It is when we separate ourselves from human connection that we feel such intense loneliness and miss out on the opportunity to truly be known. To have joy and to share it with others is the most vulnerable emotion we can offer to the world or allow others to see in us, according to Brené Brown.
Joy is when we truly act like a little child. And so many adults feel this ridiculous need to be prim and proper, satisfied with decorum and following self-created rules that feel like a starched shirt.
I don’t iron. Thus, I don’t appreciate a starched shirt. But I love the novel. I adore the whimsical. I seek the adventure, the mess, the hard questions. I loathe the self-created rules and seek the life God intended for us filled with wellness, purpose and abundance.
I choose joy. I choose to act like a child. I choose to need people and invite them to experience childlike joy with me.
Do Not Neglect Meeting Together
When people come together, something magical happens. As much as I LOVE to be alone, this is not always the best course of action for me.
I wanted to hide before the CONTREAT started. It was hard work and required a lot of adulting. But I wager there was an element of fear.
Fear of the unknown.
Fear of CONNECTING.
Because when you connect, you care. When you connect, you become known. When you connect, you experience joy. When you connect, you realize that all these people that are only a circle face on Facebook become wacky people in your life that you can’t live without.
They make you brave in the wilderness when you must stand up for what you believe. They inspire you to accomplish challenging things. They become your cheerleaders. They hold you accountable.
And that is scary.
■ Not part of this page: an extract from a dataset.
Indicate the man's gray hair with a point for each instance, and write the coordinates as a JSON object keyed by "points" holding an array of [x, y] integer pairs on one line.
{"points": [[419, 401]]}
But necessary to belong.
Show up for collective moments of joy and pain so we can can actually bear witness to inextricable human connection. — Brené Brown
Find Humans Regularly
Attending two U2 concerts was surreal.
Serving as a missionary in India opened my eyes to the plight of millions.
Cheering for our high school Alma matter at a football game with our kids felt like a full circle moment.
Driving across country to the Young Living Convention, with our kids, demonstrated to our family how large America is.
Walking through an art museum, where we saw paintings that were hundreds of years old, allowed our family to become storytellers together as we peaked over the shoulders of greatness.
Don’t even get me started on the value of seeing The Greatest Showman as a family. Music is truly one of the most powerful human connectors.
Don’t Wait For Others To Invite You
You create the party. You find humanity.
As a family we often create what Emile Durkheim calls, collective effervescence.
This is where you experience a “sensation of sacredness” that happens as you are a part of something bigger than yourselves. You essentially shift from self to the group.
I think this is hard to explain, but you know if you have experienced collective effervescence, right? It’s what makes you return to that moment in your storytelling, your dreams, and your highlight reel.
It’s time to cling to your family, find a bosom friend, invest in community and create collective effervescence from within through a shared movie, song and dance, fun food, meaning conversation, or game.
I want to hear about it. Because it doesn’t matter if you are an introvert or an extrovert. We need people. Go find them.